バックグラウンドの異なるさまざまな人たちが集結
会場となったのは、日本の農業、食、地域の暮らしを支えるJAグループが運営する「アドベンチャーラボ」。そこに、農業関係、食品メーカー、行政から高校生まで、年齢、職業問わずさまざまな人たちが集結し、熱い議論を交わしました。

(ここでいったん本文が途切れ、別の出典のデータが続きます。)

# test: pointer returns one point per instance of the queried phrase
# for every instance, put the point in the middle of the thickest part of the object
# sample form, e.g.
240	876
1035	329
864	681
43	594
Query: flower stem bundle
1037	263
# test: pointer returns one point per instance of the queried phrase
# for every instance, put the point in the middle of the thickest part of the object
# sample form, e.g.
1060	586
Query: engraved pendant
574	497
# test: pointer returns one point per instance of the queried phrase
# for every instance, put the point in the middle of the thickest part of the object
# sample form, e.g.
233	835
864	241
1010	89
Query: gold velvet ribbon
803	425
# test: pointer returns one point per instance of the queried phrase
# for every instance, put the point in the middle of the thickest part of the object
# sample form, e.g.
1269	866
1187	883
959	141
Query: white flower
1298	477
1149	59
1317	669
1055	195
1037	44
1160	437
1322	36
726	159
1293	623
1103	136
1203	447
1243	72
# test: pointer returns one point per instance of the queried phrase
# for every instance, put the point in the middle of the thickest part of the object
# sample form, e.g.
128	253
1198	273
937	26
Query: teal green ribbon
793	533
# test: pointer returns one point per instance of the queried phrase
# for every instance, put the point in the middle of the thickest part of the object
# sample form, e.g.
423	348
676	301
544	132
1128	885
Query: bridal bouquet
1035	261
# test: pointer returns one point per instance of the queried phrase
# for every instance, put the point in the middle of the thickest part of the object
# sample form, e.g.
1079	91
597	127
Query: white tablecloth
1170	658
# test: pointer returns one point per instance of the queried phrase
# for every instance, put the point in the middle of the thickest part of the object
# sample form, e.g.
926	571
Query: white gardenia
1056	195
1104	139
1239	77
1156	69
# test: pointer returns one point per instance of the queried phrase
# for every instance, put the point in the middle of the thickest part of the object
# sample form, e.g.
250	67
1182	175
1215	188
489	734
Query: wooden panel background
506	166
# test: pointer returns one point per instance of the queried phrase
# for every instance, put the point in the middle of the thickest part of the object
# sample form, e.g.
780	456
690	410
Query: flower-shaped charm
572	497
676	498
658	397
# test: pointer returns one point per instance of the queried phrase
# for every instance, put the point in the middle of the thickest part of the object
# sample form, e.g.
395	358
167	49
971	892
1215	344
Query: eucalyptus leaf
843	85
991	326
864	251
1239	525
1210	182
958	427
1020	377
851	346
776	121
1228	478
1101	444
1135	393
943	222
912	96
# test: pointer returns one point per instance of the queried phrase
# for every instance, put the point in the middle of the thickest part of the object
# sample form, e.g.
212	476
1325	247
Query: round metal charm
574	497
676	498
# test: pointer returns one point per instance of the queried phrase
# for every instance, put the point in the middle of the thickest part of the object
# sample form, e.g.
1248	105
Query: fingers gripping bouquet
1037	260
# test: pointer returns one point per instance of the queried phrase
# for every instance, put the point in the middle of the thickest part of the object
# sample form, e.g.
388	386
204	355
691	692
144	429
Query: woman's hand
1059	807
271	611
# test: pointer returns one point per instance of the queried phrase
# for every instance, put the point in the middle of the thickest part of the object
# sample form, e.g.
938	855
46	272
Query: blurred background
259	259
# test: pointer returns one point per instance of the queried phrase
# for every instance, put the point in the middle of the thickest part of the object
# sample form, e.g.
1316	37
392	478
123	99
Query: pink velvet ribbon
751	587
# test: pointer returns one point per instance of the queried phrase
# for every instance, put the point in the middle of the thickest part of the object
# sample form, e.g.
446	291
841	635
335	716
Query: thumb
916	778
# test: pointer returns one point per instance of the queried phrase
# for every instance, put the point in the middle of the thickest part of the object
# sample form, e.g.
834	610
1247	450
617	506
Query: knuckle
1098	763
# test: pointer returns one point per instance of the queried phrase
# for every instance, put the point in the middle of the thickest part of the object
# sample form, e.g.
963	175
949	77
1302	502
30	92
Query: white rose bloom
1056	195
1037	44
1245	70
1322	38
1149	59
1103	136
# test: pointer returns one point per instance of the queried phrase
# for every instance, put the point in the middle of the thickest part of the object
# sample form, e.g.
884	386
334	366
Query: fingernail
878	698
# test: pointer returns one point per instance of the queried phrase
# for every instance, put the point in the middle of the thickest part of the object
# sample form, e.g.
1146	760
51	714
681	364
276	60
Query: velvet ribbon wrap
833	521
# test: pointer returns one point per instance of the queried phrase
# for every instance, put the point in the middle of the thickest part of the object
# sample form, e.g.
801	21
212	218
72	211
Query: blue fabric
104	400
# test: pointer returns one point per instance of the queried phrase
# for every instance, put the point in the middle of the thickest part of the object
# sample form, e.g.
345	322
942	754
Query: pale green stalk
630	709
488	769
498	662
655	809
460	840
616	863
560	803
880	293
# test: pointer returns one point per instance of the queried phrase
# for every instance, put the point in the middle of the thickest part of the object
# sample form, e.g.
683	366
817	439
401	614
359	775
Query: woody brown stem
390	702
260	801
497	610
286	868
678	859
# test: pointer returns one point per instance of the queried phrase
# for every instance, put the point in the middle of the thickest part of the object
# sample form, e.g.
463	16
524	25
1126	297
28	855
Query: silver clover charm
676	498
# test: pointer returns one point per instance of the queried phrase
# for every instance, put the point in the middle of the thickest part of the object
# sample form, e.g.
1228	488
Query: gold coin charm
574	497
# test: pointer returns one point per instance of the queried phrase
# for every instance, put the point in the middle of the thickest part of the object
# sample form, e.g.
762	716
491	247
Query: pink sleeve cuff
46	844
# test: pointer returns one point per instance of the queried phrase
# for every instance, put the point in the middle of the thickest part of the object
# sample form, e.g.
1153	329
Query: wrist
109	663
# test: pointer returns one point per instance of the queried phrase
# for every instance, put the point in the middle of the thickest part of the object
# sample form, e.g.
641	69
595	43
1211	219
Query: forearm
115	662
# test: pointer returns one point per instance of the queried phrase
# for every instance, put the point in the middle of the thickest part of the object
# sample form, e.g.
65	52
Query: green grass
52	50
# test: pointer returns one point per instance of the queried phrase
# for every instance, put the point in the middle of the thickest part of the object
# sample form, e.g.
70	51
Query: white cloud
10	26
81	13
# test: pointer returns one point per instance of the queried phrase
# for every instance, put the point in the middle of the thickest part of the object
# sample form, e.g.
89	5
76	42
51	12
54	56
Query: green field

はじめに、主催者代表として、農林水産省 大臣官房 環境政策室長 久保牧衣子さんがご挨拶。「“食べる”というパワーを最大限に使い、生産者、消費者、流通業者みんながハッピーになることで、SDGsのゴールは達成できると思っています。そのためにはどうすれば良いのか? そんなことを話し合える場にしたいです」と語り、さらに会場となった「アドベンチャーラボ」荻野浩輝さんも、「多種多様なバックグラウンドの人たちと問題意識を共有し、課題をディスカッションすることが私たちの喜びです」と続きました。
各分野で活躍する5人のリーダーによる学びの場
第一部は「環境のための食育スクール」。持続可能性、おいしさ、安心をあきらめない視点から、「つくる」「はこぶ・うる」「たべる」「循環する」「つたえる」をテーマに、それぞれの分野で活躍する5名のリーダーが、食にまつわる取り組みや今後の目標や課題などを語りました。
5人のリーダーはこの方々!
<つくる>
「かわごえ里山イニシアチブ」代表理事 増田純一さんは、「田んぼからつながる広がる、生き物と人の輪」をコンセプトに掲げ、無農薬の米づくりだけでなく、化学肥料を河川に残さない配慮や、誰でも参加できる井戸掘りプロジェクト、環境栽培型のマコモ栽培の支援などをはじめ、生物多様性に配慮した具体的な田んぼ活動について発表。
<はこぶ・うる>
オーガニックコットンの使用やリサイクル科学繊維の開発など、環境負荷を減らす製品づくりをはじめ、オリジナルの食品も扱うアウトドアブランド「パタゴニア」からは、日本支社近藤勝宏さんがスピーチ。1960年代、クライミングギアをつくる会社として事業をスタートさせた「パタゴニア」が、なぜ環境問題に取り組むことになったのか、その経緯を説明。
<たべる>
食の月刊誌やウェブサイトを運営する「料理通信社」の編集長 君島佐和子さんは、「食」の在り方を考えるうえで、ガストロノミーという言葉の使われ方に着目。一般的に、美食学、美食術と称されるガストロノミーこそ、農業開発、食料安全保障、栄養摂取など持続的なさまざまな生物多様性を促進する役割を果たせると熱弁。その例として、廃棄食材で作った料理を貧しい人々に提供するイタリアの名店「オステリア・フランチェスカーナ」オーナーシェフの話や、ガストロノミーをもっとも根源的な活動だとしている立命館大学の「食マネージメント学部」の学びを挙げました。
<循環する>
「セブン&アイ・ホールディングス」取締役 久留原昌彦さんは、イトーヨーカドー直営農園「セブンファーム」での完全循環型農業の取り組みを発表。賞味期限切れなどで店舗からゴミとして出される食品を堆肥へリサイクルし、その良質な堆肥のみを使って野菜を育て、その野菜を再び店舗で販売する「環境循環型農業」について語りました。
<つたえる>
「環境のための大人の食育プロジェクト」のメンバーでもあるFRaU編集長 関龍彦は、SDGs時代の「食」の在り方として、青山国連大学前で開催している「ファーマーズマーケット」内で、ゴミの出ない理想の買い物を実験する量り売りマーケット「Naked(ネイキッド)」を紹介。また、情報をつたえる立場として、「“あなたのためにおいしい”を探しつたえること」ではなく「“みんなのためにおいしい”を探しつたえていくこと」が重要になる、そのために、講談社としては女性誌から幼児誌まで扱う総合出版社にしかできないことを、どんどん取り組んで行きたいと意気込みを示しました。
以上5つの視点から5人のリーダーにお話いただきました。さまざまなフィールドで活躍される人たちの話を聞いて、まず「知る」ことがいかに大切であるかが伝わる内容でした。